Len Pennie, la poétesse qui défend la langue écossaise

Len Pennie, la poétesse qui défend la langue écossaise

Chaque lundi, Courrier international vous invite à découvrir une influenceuse ou un influenceur. Cette semaine : Len Pennie. L’étudiante fait partager son goût pour les particularités de l’anglais d’Écosse à travers la poésie. Ce qui lui vaut des critiques peu amènes mais aussi des soutiens de poids.

Ce n’est pas une tout autre langue, mais on est loin de l’anglais d’Oxford. Len Pennie est une amoureuse du parler si spécifique de l’Écosse, passion qu’elle partage sur son compte Twitter à travers des explications et la définition d’une expression (le “mot écossais du jour”) et, surtout, à travers la composition de poèmes qu’elle publie et récite devant la caméra.

Un accent, des rimes et un brin de folie

Elle a commencé à faire sensation à l’automne dernier, relate The Times, avec “I’m no Havin’ Children” (“Je n’aurai pas d’enfants”).
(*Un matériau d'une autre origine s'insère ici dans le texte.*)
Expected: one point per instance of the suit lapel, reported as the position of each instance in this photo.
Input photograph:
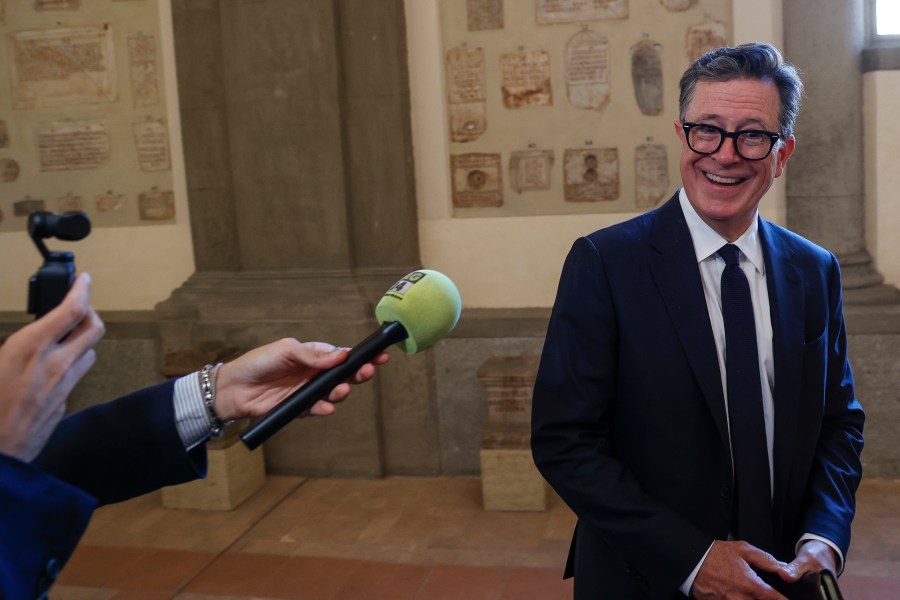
(674, 268)
(783, 282)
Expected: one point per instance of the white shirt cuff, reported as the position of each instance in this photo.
(811, 536)
(686, 586)
(191, 418)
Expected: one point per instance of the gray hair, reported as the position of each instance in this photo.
(756, 60)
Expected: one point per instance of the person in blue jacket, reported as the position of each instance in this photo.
(56, 469)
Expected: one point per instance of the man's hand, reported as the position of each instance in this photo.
(252, 384)
(814, 556)
(728, 572)
(39, 366)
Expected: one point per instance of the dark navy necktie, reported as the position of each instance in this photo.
(752, 520)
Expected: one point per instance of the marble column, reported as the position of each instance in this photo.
(825, 176)
(299, 167)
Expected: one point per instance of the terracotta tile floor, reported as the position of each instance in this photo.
(401, 538)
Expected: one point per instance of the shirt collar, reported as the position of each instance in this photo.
(707, 242)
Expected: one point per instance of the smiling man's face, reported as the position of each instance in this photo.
(724, 188)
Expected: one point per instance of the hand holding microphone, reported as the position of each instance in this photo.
(415, 313)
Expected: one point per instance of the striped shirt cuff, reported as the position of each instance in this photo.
(191, 418)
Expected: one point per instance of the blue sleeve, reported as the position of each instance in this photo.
(41, 521)
(124, 448)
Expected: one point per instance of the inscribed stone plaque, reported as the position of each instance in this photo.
(151, 138)
(25, 207)
(57, 5)
(508, 383)
(9, 169)
(62, 66)
(477, 180)
(68, 202)
(678, 5)
(156, 206)
(529, 170)
(587, 70)
(65, 146)
(466, 85)
(651, 168)
(109, 202)
(142, 62)
(703, 37)
(526, 79)
(591, 175)
(484, 15)
(569, 11)
(646, 76)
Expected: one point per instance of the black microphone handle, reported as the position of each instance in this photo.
(321, 385)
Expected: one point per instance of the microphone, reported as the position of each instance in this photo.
(415, 313)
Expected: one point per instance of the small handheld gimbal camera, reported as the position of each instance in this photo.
(51, 283)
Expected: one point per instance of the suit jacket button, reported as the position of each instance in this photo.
(53, 568)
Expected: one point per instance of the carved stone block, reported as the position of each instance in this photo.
(509, 479)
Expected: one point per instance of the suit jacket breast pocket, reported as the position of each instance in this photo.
(815, 358)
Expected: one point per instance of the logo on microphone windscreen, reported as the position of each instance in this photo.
(399, 289)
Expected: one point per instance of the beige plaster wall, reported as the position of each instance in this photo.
(882, 149)
(511, 262)
(132, 268)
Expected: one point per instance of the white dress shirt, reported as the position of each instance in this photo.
(706, 245)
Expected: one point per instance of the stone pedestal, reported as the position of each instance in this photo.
(509, 479)
(234, 474)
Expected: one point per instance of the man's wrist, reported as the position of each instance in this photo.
(836, 552)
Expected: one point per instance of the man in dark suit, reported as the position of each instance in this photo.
(689, 477)
(54, 471)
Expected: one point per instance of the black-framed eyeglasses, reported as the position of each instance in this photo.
(750, 144)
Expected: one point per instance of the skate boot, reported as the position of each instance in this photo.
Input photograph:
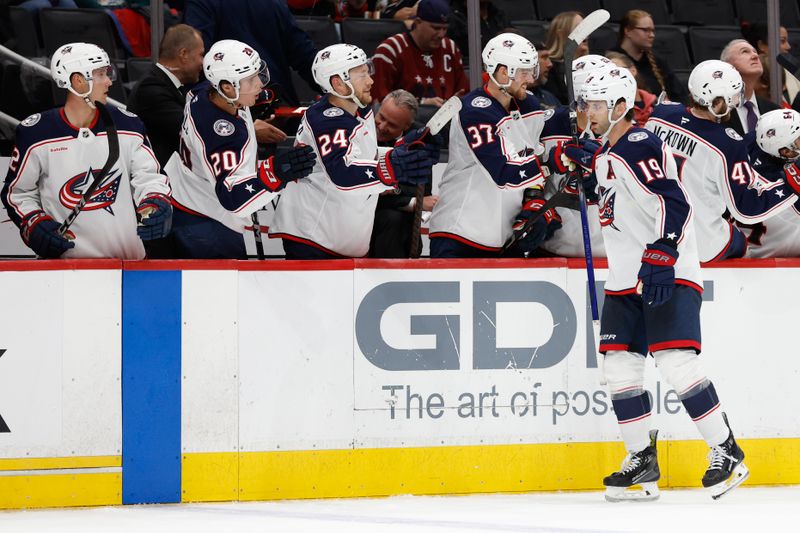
(640, 468)
(726, 469)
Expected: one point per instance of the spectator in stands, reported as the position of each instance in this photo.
(394, 215)
(423, 61)
(637, 32)
(757, 34)
(560, 28)
(267, 25)
(547, 99)
(744, 58)
(493, 21)
(645, 100)
(159, 98)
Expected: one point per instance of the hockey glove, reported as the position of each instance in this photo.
(154, 215)
(792, 176)
(412, 167)
(40, 233)
(293, 164)
(657, 273)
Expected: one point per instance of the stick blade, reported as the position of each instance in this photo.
(593, 20)
(444, 115)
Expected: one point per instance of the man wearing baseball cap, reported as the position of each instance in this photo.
(423, 60)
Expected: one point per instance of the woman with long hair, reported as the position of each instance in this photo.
(637, 33)
(560, 28)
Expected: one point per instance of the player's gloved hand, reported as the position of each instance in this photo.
(657, 273)
(404, 165)
(792, 176)
(293, 164)
(40, 233)
(154, 215)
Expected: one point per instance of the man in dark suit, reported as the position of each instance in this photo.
(159, 97)
(744, 59)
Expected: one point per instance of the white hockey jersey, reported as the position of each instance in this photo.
(568, 241)
(492, 161)
(53, 163)
(642, 201)
(216, 172)
(715, 169)
(334, 207)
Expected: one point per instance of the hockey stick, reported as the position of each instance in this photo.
(257, 236)
(593, 21)
(438, 121)
(113, 154)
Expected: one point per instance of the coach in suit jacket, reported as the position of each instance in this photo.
(744, 59)
(159, 97)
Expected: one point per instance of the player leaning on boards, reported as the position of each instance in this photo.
(59, 154)
(713, 162)
(644, 207)
(218, 180)
(493, 168)
(330, 214)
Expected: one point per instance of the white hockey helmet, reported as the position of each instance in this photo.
(81, 58)
(232, 61)
(585, 65)
(778, 129)
(512, 50)
(339, 60)
(713, 79)
(609, 84)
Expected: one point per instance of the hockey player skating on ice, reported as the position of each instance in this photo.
(330, 214)
(649, 237)
(59, 155)
(556, 137)
(218, 180)
(713, 162)
(774, 149)
(493, 169)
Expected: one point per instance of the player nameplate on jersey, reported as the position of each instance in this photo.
(333, 112)
(31, 120)
(733, 134)
(223, 128)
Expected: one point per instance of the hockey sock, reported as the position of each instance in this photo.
(702, 404)
(633, 415)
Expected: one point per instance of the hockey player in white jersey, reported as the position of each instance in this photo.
(653, 291)
(493, 181)
(59, 153)
(713, 162)
(330, 214)
(774, 149)
(556, 138)
(218, 181)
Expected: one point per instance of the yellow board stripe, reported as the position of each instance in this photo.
(52, 463)
(457, 469)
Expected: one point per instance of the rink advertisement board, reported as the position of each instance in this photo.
(225, 380)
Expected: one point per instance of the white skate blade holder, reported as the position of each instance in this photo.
(647, 492)
(737, 477)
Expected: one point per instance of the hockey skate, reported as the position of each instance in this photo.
(640, 468)
(726, 469)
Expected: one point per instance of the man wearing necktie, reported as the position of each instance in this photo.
(744, 59)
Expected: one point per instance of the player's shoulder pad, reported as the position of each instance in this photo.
(324, 117)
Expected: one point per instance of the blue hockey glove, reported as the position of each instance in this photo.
(155, 217)
(657, 273)
(293, 164)
(40, 233)
(404, 165)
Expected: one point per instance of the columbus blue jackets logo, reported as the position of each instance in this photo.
(606, 207)
(103, 198)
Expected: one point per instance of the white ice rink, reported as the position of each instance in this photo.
(759, 510)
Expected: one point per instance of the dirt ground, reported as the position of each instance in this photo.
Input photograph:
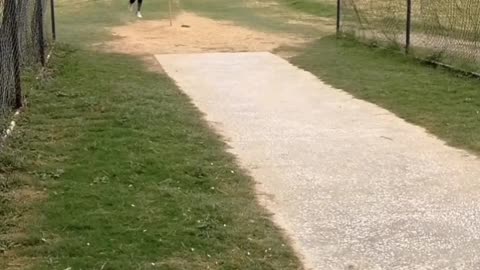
(191, 33)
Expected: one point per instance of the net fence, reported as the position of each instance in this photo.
(25, 39)
(445, 31)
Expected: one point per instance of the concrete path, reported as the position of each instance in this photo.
(354, 186)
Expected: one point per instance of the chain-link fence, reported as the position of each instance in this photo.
(442, 31)
(26, 35)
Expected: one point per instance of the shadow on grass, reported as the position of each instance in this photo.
(445, 103)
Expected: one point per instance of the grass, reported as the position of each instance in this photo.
(445, 103)
(135, 179)
(112, 167)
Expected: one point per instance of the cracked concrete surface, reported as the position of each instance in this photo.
(354, 186)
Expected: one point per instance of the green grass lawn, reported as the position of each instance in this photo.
(321, 8)
(122, 171)
(135, 179)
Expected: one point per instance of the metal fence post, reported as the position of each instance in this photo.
(52, 11)
(409, 26)
(13, 33)
(40, 36)
(339, 16)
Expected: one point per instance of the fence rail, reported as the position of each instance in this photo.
(443, 31)
(26, 35)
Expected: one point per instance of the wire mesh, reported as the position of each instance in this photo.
(24, 43)
(446, 31)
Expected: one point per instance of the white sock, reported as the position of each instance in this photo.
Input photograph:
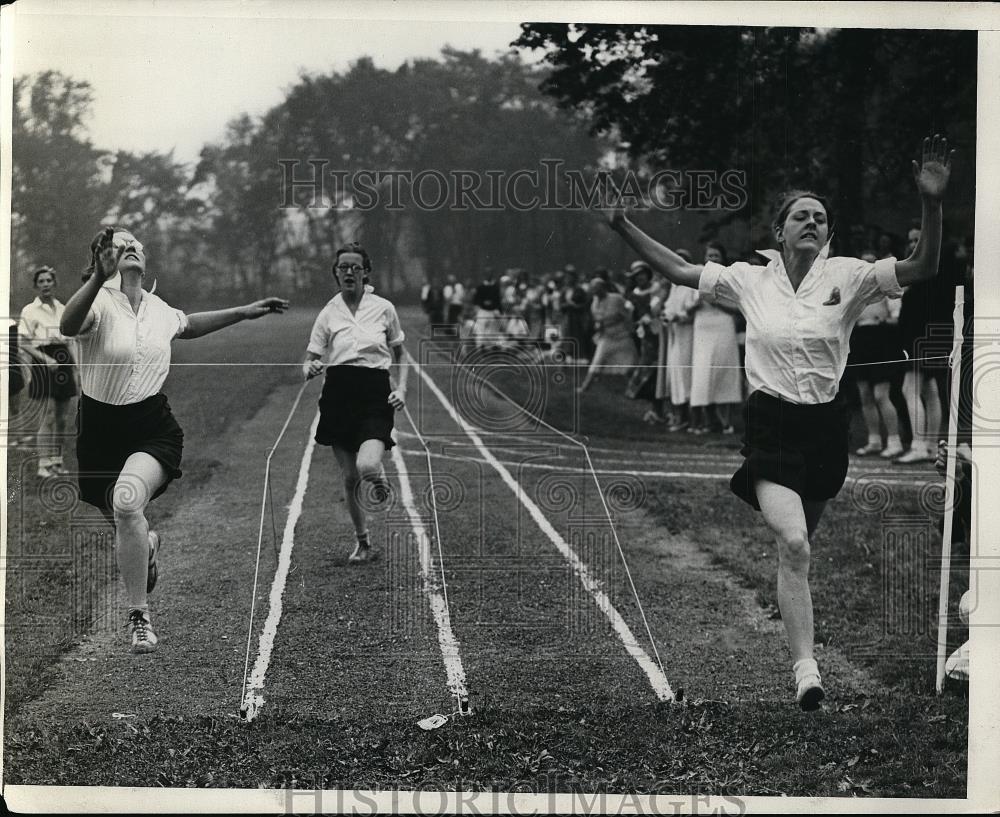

Contrairement à ce que le titre laisse penser, il ne s’agit pas de refuser la maternité : elle affirme plutôt qu’elle n’aura pas des children anglais mais des weans, des petits bien écossais. “J’vais avoir des petits, à la tête bien pleine d’une langue antique et fière.”

Depuis, détaille le quotidien, “des dizaines de milliers d’utilisateurs se sont bousculés sur son fil pour voir cette étudiante de 21 ans de la localité de Fife [juste au nord d’Édimbourg] réciter des chansonnettes et des rimes avec son accent caractéristique”. Elle connaît un regain de popularité en ce début d’année lorsqu’elle remet au goût du jour une tradition du cru, des poèmes composés pour les “Daft Days” [“Jours des fous”], explique le journal local Fife Today : “Rendue célèbre à l’origine par Robert Ferguson, poète du XVIIIe siècle qui écrivait en langue scots [une langue germanique, proche de l’anglais, parlée dans le nord du Royaume-Uni], l’expression décrit la liesse, les festivités et les réjouissances durant les douze jours qui séparent Noël du 5 janvier.” L’opération était menée en partenariat avec une campagne de promotion locale des supermarchés Lidl.

Remous sur les réseaux

Cette passion des mots remonte loin, raconte The Scotsman, puisque Len Pennie “parle scots depuis le moment où elle a été capable de s’exprimer. La jeune poétesse, qui étudie l’espagnol à l’université St Andrews, a grandi avec ses frères et sœurs, ses parents et grands-parents, tous sous le même toit et parlant souvent la langue locale.”

Elle explique au quotidien écossais que les nombreux partages et commentaires lui ont fait chaud au cœur. Mais dans le même temps, que les critiques, les moqueries et même les injures se sont aussi accumulées :

J’ai été choquée de m’apercevoir que la plupart des auteurs de propos haineux sont des Écossais qui disent ‘le scots, c’est juste de l’anglais mal orthographié’ ou ‘tu fais passer les Écossais pour des abrutis, c’est bidon, comme identité écossaise’.”

Pas l’héroïne des indépendantistes

Le problème central, analyse Len Pennie, est la charge politique que certains voudraient attribuer au scots (qu’elle revendique d’ailleurs comme une langue et non un dialecte). La poétesse s’attriste que toute utilisation de ce langage soit perçue comme signe d’indépendantisme et de nationalisme. Pourtant, comme elle le défend dans les pages du Scotsman, “les gens l’apprécient pour des raisons culturelles, sentimentales, patrimoniales. On le parle depuis des générations”. Elle n’a rien d’un William Wallace, précise-t-elle, faisant référence au héros de la résistance écossaise face aux Anglais, au XIVe siècle.

La vague de harcèlement en ligne la plus violente est venue après les tweets d’un ancien député britannique du Labour, George Galloway, rapporte The Times. Ce dernier a lancé à son encontre, moqueur, “Nationalisme écossais : l’avenir”, puis “Qu’est-ce qui ne tourne pas rond, chez vous ?” Len Pennie peut néanmoins compter sur le soutien d’autres personnalités publiques sur le réseau social, comme l’acteur gallois Michael Sheen ou l’écrivain anglais Neil Gaiman. Encore que la jeune poétesse n’a besoin de personne pour se défendre. N’étant pas du genre à se laisser marcher sur les pieds, elle a noté la quantité d’insultes sexistes balancées à sa figure et y répond par la satire ou par une cinglante réplique, bien écossaise, “shut the mooth and open the lugs” :

C’est tellement démoralisant d’être une fille par ici, certains d’entre vous feraient mieux de la fermer et d’ouvrir leurs oreilles.”